【新ツール】Formlabs Texture Engineの使い方とコツ|CAD不要でシボ加工

【新ツール】Formlabs Texture Engineの使い方とコツ|CAD不要でシボ加工
設計やデザインの現場で、3Dモデルに「革のシボ加工」や「滑り止めのローレット」を入れたいと思ったことはありませんか?

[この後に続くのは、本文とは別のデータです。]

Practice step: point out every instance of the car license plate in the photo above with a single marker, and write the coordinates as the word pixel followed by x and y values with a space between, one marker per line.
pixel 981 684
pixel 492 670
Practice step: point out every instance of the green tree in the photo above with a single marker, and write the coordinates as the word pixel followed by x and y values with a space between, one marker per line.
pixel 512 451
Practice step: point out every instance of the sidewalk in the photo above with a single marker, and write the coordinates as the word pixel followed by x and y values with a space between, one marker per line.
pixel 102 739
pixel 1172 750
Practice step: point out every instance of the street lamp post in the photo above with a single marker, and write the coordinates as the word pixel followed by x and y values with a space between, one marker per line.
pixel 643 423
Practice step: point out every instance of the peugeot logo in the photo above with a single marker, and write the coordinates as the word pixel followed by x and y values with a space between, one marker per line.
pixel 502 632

しかし、CADソフトでこれらのテクスチャをモデリングしようとすると、データ容量が膨大になったり、PCの動作が重くなったりと、非常に手間のかかる作業になりがちです。
そんなお悩みを解決する画期的なツール「Formlabs Texture Engine(ベータ版)」が公開されました。
これはWebブラウザ上で動作する無料のアプリケーションで、シンプルな3Dデータに画像を貼り付けるだけで、自動的に凹凸のある3Dモデルへ変換してくれるものです。
今回は、設計者の負担を劇的に減らすこのツールの概要と、実際にFormlabs製品で運用する際の「きれいに造形するための技術的なポイント」を、私たち販売店の視点で詳しく解説します。
Formlabs Texture Engineでできること
このツールを使用する最大のメリットは、「無機質な3Dプリント部品に、製品のような意匠性と機能性を付与できる」点です。
通常、3Dプリンターで出力したパーツはツルツルとした表面になりがちですが、テクスチャを加えることで以下のような効果が得られます。
- 意匠性の向上:革シボや幾何学パターンを施し、射出成形品のような高級感を演出。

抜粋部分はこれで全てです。